Sistem pencernaan pada hewan ruminansia merupakan proses yang kompleks dan melibatkan serangkaian mekanisme fisiologis serta aktivitas mikroorganisme yang hidup di dalam saluran pencernaan (Van Soest, 1994). Secara anatomi, sistem pencernaan ruminansia terdiri dari empat bagian utama, yaitu mulut, lambung (yang terdiri dari rumen, retikulum, omasum, dan abomasum), usus halus, serta organ pencernaan bagian belakang (Church, 1988). Pada tahap awal, proses pencernaan dimulai di mulut melalui aktivitas mekanis pengunyahan yang membantu meningkatkan luas permukaan partikel pakan, disertai dengan produksi saliva yang mengandung enzim serta berfungsi sebagai media fermentasi awal (McDonald et al., 2010).
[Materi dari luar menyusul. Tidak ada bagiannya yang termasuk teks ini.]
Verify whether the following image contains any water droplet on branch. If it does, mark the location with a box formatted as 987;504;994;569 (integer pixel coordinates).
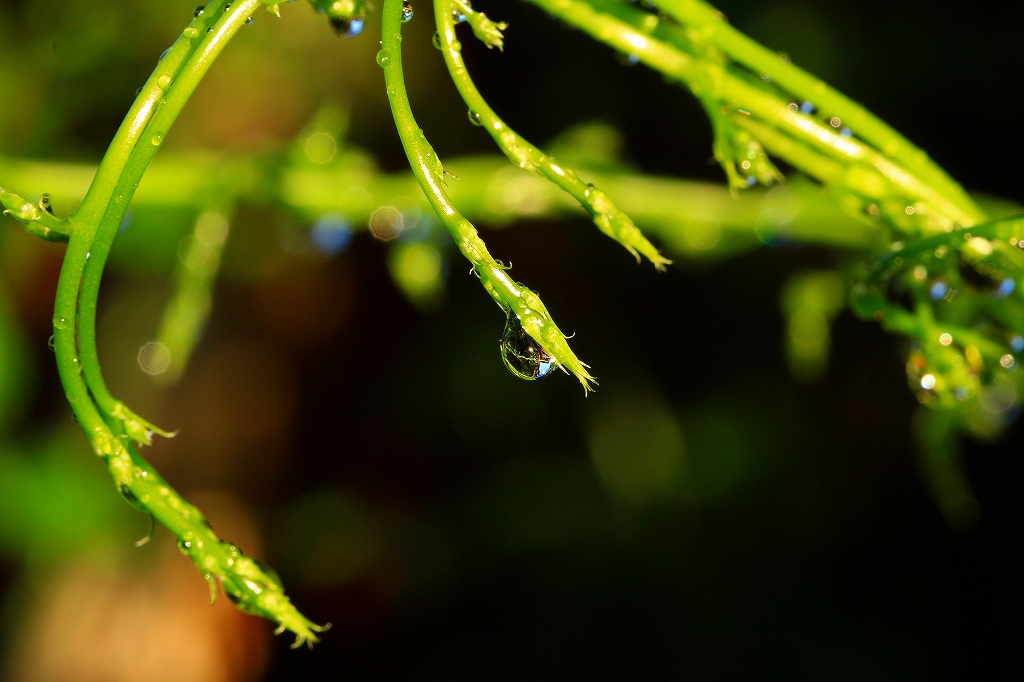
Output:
501;310;558;380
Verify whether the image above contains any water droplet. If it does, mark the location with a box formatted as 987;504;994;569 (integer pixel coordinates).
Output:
329;16;364;38
501;311;558;380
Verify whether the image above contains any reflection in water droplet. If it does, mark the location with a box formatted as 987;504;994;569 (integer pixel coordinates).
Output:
501;311;558;380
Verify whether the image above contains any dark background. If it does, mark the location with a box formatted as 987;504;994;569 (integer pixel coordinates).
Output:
0;0;1024;680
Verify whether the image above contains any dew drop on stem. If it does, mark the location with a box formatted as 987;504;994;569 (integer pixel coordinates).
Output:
501;310;558;380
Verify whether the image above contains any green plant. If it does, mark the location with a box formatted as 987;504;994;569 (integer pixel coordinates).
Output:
0;0;1024;644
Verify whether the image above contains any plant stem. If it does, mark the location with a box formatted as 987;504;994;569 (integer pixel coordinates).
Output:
377;0;594;391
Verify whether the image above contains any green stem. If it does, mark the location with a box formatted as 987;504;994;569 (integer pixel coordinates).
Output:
434;0;672;270
377;0;594;391
71;0;261;442
530;0;986;231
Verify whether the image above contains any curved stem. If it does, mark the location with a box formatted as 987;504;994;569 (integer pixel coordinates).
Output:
434;0;672;270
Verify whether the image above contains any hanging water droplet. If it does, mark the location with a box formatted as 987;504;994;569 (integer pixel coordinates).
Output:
501;311;558;380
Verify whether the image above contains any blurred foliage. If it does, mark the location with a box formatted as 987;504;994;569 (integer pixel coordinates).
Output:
0;0;1022;680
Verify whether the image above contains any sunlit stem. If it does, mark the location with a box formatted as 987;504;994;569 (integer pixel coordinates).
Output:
61;0;261;442
530;0;985;231
434;0;671;269
377;0;593;390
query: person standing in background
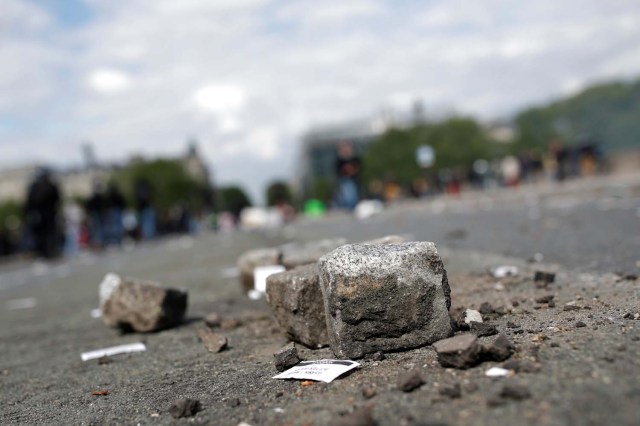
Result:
[24,168,60,258]
[336,141,361,210]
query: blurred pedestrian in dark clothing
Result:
[85,183,107,247]
[105,182,125,245]
[134,179,156,240]
[336,141,360,209]
[24,168,60,258]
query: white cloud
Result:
[89,68,132,95]
[0,0,640,201]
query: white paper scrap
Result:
[253,265,285,293]
[273,359,360,383]
[81,343,147,361]
[484,367,509,377]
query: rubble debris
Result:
[482,334,516,361]
[536,294,555,303]
[238,247,280,293]
[464,309,482,324]
[100,274,187,332]
[484,367,509,377]
[281,238,347,269]
[533,271,556,288]
[469,321,498,337]
[204,312,222,328]
[273,342,300,372]
[439,383,462,399]
[198,328,227,353]
[318,242,452,359]
[169,398,202,419]
[491,265,518,278]
[330,407,377,426]
[396,369,424,392]
[80,343,147,361]
[267,264,329,348]
[433,334,482,369]
[362,383,376,399]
Rumen dan retikulum membentuk bagian terbesar dari sistem lambung, dikenal sebagai retikulo-rumen, yang berfungsi sebagai pusat fermentasi mikrobiotik. Di dalam rongga ini, mikroorganisme seperti bakteri, protozoa, dan fungi mengkatalisis degradasi bahan pakan berserat tinggi, terutama polisakarida kompleks seperti selulosa dan lignoselulosa, menjadi senyawa-senyawa yang lebih sederhana, seperti asam asetat, propionat, dan butirat, yang dapat dimanfaatkan sebagai sumber energi hewan (Hungate, 1966; Russell & Rychlik, 2001).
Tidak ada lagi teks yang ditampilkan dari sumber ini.